Prep time: 5 minutes
Waiting time: 3-5 days
Total time: 3-5 days (depending on your room temperature)
Author: Inna of innichkachef.com
1 lb jalapenos
3 tablespoons Celtic salt
2 cups water room temperature
1-2 clove garlic (optional)
1 bay leaf (optional)
1 anise star (optional)
1. Clean your working surface. This is very important! Don't use any harmful chemicals.
2. Slice jalapenos and add to a clean wide mouth jar.
3. Add salt and any combination of garlic, bay leaf, and anise star (feel free to use one or all of them).
4. Pour water over the jalapenos, covering them by an inch or two of water.
5. Close the lid and give it a good shake. Leave the jar in indirect sunlight in your kitchen for 3-5 days.

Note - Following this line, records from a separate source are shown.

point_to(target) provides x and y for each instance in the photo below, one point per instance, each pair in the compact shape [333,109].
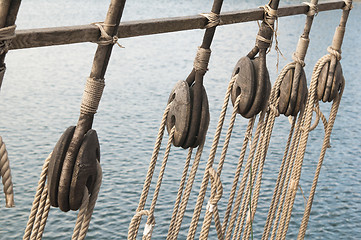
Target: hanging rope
[41,207]
[6,175]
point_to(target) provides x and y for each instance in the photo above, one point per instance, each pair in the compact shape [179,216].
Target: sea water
[42,90]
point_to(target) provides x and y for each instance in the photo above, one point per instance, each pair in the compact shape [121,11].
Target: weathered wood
[4,8]
[88,33]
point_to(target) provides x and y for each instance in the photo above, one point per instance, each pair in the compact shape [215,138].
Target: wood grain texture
[89,33]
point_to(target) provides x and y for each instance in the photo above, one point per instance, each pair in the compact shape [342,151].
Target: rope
[202,59]
[6,175]
[213,19]
[41,207]
[212,209]
[151,168]
[203,189]
[312,9]
[6,35]
[105,39]
[325,145]
[92,94]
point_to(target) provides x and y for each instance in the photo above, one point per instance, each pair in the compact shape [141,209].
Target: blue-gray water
[42,90]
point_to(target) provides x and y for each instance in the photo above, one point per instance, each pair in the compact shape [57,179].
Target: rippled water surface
[42,90]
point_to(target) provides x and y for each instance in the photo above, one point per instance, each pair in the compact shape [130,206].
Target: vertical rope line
[92,201]
[39,213]
[202,192]
[244,177]
[151,168]
[286,177]
[179,195]
[188,188]
[36,202]
[264,147]
[6,174]
[44,218]
[238,172]
[290,197]
[228,135]
[279,183]
[81,213]
[161,174]
[331,121]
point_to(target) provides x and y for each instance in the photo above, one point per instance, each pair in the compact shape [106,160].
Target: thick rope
[105,39]
[212,209]
[6,35]
[92,94]
[213,19]
[187,190]
[203,189]
[41,207]
[202,59]
[38,204]
[87,208]
[6,175]
[170,234]
[151,169]
[159,182]
[325,145]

6. They do have special lids you can use for fermentation that would let your work stop here. However, if you don't have a fermentation lid, you can continue the old-fashioned way. Once a day, open the jar to release the gas. After three days, there will be lots of bubbles! Check it every day to see if it suits your taste. It should be slightly tart but not too sour.
Just like with any cultured food, the warmer it is, the faster the food will ferment.
Cultured veggies are perfectly fine to keep in your fridge for up to 9 months.